And while composer Lin-Manuel Miranda has long since stopped performing as the titular founding father, the magnetic DeAundre’ Woods anchors this touring production by bringing a surprisingly boyish charm to the role.
The decade-spanning show follows Alexander Hamilton’s personal and political rise and fall: in act one, he gets married, arrives in New York as a scrappy 19-year-old and becomes America’s first Secretary of the Treasury. In act two, a political scandal ruins his reputation and he gets killed in a violent duel by longtime rival Aaron Burr (Donald Webber, Jr.), who is also the show’s narrator.
There are three North American Hamilton tour casts; this one is the “And Peggy” cast (lovingly nicknamed after one of the show’s comedic side characters). Like all the Hamilton touring productions, it replicates director Thomas Kail’s acclaimed Broadway staging.
Yet because this is old staging, the actors have to fight to keep the show fresh. While in most musicals this can be achieved by playing with phrasing and rhythm, that’s hard to do in Hamilton: the show barrels forward like a freight train, so there’s no time for dramatic pauses and rap is too rhythmically precise to be messed with on the fly.
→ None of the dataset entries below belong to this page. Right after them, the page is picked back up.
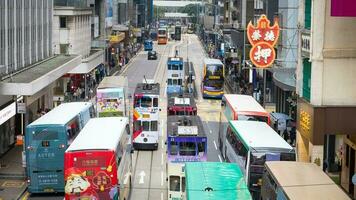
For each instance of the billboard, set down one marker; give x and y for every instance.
(109, 13)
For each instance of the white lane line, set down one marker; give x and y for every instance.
(162, 159)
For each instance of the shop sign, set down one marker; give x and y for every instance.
(21, 108)
(263, 38)
(305, 122)
(7, 113)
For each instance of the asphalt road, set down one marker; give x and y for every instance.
(149, 175)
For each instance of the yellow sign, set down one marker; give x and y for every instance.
(305, 121)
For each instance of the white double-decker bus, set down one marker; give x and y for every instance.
(146, 116)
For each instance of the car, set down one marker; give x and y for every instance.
(152, 55)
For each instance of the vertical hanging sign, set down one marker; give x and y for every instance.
(263, 37)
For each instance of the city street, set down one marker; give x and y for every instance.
(149, 167)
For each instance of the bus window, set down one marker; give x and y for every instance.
(146, 102)
(187, 149)
(155, 102)
(174, 148)
(137, 125)
(154, 126)
(183, 184)
(201, 148)
(174, 183)
(146, 125)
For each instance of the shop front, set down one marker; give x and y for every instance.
(326, 136)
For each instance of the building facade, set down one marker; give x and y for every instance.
(326, 105)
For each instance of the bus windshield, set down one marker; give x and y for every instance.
(187, 148)
(214, 83)
(214, 70)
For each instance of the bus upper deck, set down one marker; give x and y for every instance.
(214, 180)
(46, 140)
(181, 104)
(186, 139)
(213, 78)
(112, 98)
(298, 180)
(98, 163)
(146, 116)
(175, 75)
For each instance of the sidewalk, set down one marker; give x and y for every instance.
(12, 175)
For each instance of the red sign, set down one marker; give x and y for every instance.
(263, 37)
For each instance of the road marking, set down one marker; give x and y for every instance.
(215, 145)
(142, 177)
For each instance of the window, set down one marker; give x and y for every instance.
(146, 125)
(154, 126)
(187, 149)
(62, 22)
(173, 148)
(137, 125)
(155, 102)
(146, 102)
(174, 183)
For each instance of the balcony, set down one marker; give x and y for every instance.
(305, 43)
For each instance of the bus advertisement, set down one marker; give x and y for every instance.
(239, 107)
(146, 116)
(112, 98)
(186, 142)
(46, 140)
(98, 163)
(213, 78)
(182, 104)
(250, 144)
(175, 75)
(162, 36)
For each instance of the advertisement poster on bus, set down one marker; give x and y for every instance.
(110, 102)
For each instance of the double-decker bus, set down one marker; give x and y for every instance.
(98, 162)
(181, 104)
(46, 140)
(148, 45)
(146, 116)
(162, 36)
(186, 142)
(112, 99)
(239, 107)
(175, 75)
(250, 144)
(213, 78)
(177, 32)
(213, 180)
(298, 180)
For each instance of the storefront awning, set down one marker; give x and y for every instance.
(285, 78)
(88, 64)
(39, 76)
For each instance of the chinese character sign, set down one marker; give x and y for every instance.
(262, 37)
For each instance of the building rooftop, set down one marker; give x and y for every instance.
(39, 75)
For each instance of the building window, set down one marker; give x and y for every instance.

But they find other tools. Dynamics are a big one: music director David Atkinson has carefully sculpted the rises and falls of the actors’ voices. Sometimes, this backfires, and the volume dips too low to make out what’s going on. But, often, it helps the cast tap into the emotional highs and lows of their characters. I’m thinking here of Webber, Jr.’s Burr: when Burr interacts with other characters, Webber, Jr. keeps his voice down, embodying the character’s “talk less, smile more” mantra; but when it’s time to confide in the audience during songs like Wait for It, he cathartically unleashes the full power of his voice and lets the ocean of emotion he’s been keeping down come spilling out.
Woods’ charismatic approach to Hamilton breathes new life into the role. While Miranda’s Hamilton was excitable and impulsive, Woods plays it far cooler. His Hamilton isn’t cocky because he has to be but because he wants to be. Everything is calculated. This makes Hamilton’s death all the more touching: he walks to his fate with a confident determination, completely unaware of what’s coming.
The biggest revelation, however, is Morgan Anita Wood’s fiery performance as Hamilton’s wife, Eliza. Though on paper the role can feel a little flat, Wood uses her powerhouse voice to find new depths in it. Every beat is fully realized; no moment is wasted. And though Eliza says she is “helpless” for Hamilton, her radiant confidence lets us know who’s really in control.
Kail and choreographer Andy Blankenbuehler’s slick staging make clever use of the ensemble. They act as a kind of on-stage audience, slinking around in the shadows and quietly watching the action unfold. And since the show’s closing number asks the question, “Who lives, who dies, who tells your story,” these dimly lit figures are given extra importance. We are clearly meant to wonder what they think of Hamilton’s story and how they would tell it if given the chance.
John Tory’s recent scandal hung over Hamilton’s last act, and the show will resonate with Toronto audiences as a study of a fall from political grace. Hamilton is, after all, a man smart enough to reform a nation’s financial system but blind enough to walk himself and his family straight into destruction.